Some would argue hip-hop had many beginnings. First in jazz, in the form of scat singing and rhythmic speech patterns. Later in disco, when in a last-ditch effort to combat the day’s anti-Black and antigay naysayers, the music formed a sonic alliance with funk and ushered in a new era. Hip-hop not only gave birth to a world of Black geniuses and pioneers who would later be credited for the foundation of an entire political movement that is continuously studied coast to coast, but it also set the blueprint for the genre-fusing we enjoy today, across musical spectrums globally.
It’s with that understanding that heads like myself can come to appreciate the ever-evolving nature of rap music and the unique forms it is subject to take on, depending on where its creators and participants dwell. In the Dominican Republic, for instance, there’s a bubbling generation of young, women MCs unabashedly taking up new space and helping popularise home-grown music like dembow. Women like Gailen La Moyeta, Tokischa, and J Noa are not only expanding the breadth of rap music but also disrupting yesteryear’s heteronormativity in bodacious style.
Consider hip-hop’s inherent Caribbean roots, and enter Red 6xteen. Her petite 5’5″ stature is all but unassuming at face value, yet she towers above her competition in songs like “La Moneda,” where she slickly introduces herself as “tu version femenina del messiah,” or the coming of a female Messiah. Hailing from Los Frailes, Santo Domingo, the 21-year-old credits the likes of J. Cole and La Insuperable as some of her biggest influences but anchors herself in the trap derivative of drill music. Drill is a particular style of trap music that originated in the south side of Chicago and has become prominent in recent years.
Rarely, if ever, do we come across women in drill, much less ones who are like Red: Black, Spanish speaking, and bisexual. In a nation and industry historically riddled with racism and homophobia, Red finds her personal refuge in the ominous subgenre and sinister productions of drill. “When I want to express myself passionately and straightforwardly, I turn to the musicality of drill and what that can bring out of me lyrically,” she told POPSUGAR.
If Red is any indication of where hip-hop music across the Black diaspora can go, it’s clear the door is being pried open for more commanding and androgynous Spanish-language emceeing in the future. Her latest audiovisual, “ZAZA,” is touted as her formal introduction to the game. In an exclusive interview with POPSUGAR, the young Dominican artist shared her musical influences, the state of music in the Dominican Republic today, and what she hopes to see more of from women Dominican artists like herself.
POPSUGAR: Tell me just a little bit about what it was like growing up in your household?
Red 6xteen: The best way I can define it is, mature. Even at such a young age, I was very conscious of what I liked and didn’t like. What I wanted and didn’t want. I was very aware of my responsibilities at home. It’s the type of experience in life that builds your character.
PS: Who are your biggest inspirations? Whose work has influenced you?
R6: I feel inspired and 100 percent motivated by J. Cole.
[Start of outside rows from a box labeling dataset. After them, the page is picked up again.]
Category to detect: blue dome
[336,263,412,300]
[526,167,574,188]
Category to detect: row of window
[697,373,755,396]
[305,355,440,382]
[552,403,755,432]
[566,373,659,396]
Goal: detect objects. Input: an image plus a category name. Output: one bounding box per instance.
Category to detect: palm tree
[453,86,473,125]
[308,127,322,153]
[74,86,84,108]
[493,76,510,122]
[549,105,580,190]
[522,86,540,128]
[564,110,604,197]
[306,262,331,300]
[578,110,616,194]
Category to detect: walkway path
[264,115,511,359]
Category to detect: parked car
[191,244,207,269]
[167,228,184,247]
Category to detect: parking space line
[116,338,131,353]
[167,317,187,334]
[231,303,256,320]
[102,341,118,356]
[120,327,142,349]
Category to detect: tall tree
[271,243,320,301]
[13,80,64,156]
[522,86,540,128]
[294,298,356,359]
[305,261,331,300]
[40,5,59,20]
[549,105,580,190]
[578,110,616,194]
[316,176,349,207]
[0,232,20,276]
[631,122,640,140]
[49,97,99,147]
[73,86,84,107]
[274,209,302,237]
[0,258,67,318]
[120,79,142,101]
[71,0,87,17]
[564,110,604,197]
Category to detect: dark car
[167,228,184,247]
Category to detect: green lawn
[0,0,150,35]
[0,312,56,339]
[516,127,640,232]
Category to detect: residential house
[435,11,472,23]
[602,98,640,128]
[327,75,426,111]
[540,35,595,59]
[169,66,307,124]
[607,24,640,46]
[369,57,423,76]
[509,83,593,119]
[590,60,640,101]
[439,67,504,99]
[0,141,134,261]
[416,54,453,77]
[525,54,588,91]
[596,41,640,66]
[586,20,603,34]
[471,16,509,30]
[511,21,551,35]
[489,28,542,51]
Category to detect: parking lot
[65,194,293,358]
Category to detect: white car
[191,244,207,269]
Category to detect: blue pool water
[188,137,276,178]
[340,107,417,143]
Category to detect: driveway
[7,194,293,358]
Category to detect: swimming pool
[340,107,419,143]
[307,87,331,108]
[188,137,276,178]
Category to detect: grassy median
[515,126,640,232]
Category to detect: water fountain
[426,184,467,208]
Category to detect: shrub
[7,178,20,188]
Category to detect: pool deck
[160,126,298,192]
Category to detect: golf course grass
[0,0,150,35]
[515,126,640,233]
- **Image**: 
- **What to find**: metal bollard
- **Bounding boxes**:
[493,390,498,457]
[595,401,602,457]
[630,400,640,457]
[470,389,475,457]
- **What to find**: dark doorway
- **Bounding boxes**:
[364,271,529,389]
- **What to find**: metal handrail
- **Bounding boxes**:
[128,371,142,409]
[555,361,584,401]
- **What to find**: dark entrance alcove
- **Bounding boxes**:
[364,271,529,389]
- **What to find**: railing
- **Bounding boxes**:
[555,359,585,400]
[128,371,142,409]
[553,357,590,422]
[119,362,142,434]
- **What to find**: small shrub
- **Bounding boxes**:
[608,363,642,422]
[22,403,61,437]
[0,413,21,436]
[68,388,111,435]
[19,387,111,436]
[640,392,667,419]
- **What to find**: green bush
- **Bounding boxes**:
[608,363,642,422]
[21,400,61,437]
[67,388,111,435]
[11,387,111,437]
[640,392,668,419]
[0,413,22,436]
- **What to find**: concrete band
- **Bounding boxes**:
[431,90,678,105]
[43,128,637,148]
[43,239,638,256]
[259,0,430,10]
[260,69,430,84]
He’s not Dominican or Latino, but he really reflects how he is in love with the life processes that he goes through when he is building his music. His confidence and swagger in the industry is one that I would love to radiate myself.
PS: Who is your audience? Who do you make music for?
R6: The hood inspires me every single day. With the most mundane of things, such as the kids from around the way playing in the street or our teteos at night. I’m from Los Frailes, and where I’m from, the ones from the bottom always make it out on top.
PS: What has your experience been as a young woman in the male-driven, hip-hop spaces you occupy?
R6: It’s my capacity of expression. Here, I’m free to express that side of me that doesn’t want to be seen because “I’m not girly.” I quite literally can deal with my anger while expressing myself and in turn help others to identify with it. On one hand, I want people to stop underestimating me because I’m a woman. On the other hand, I understand that someone in my position will have to work three times as hard to attain any position.
PS: How would you define the state of music in the Dominican Republic today?
R6: I think about how it’s my country and our music is being represented in places where only certain types of music could make it before. Now we are taking our roots further due to the fact that we are learning from the mistakes of the past and also the wins of the artists with more experience today.
PS: What do you hope to see more of from women Dominican artists such as yourself?
R6: Freedom. We need more of that. I feel like some of us are finally making some movement, but by not having full autonomy over ourselves as artists. We need freedom to really speak to our audiences.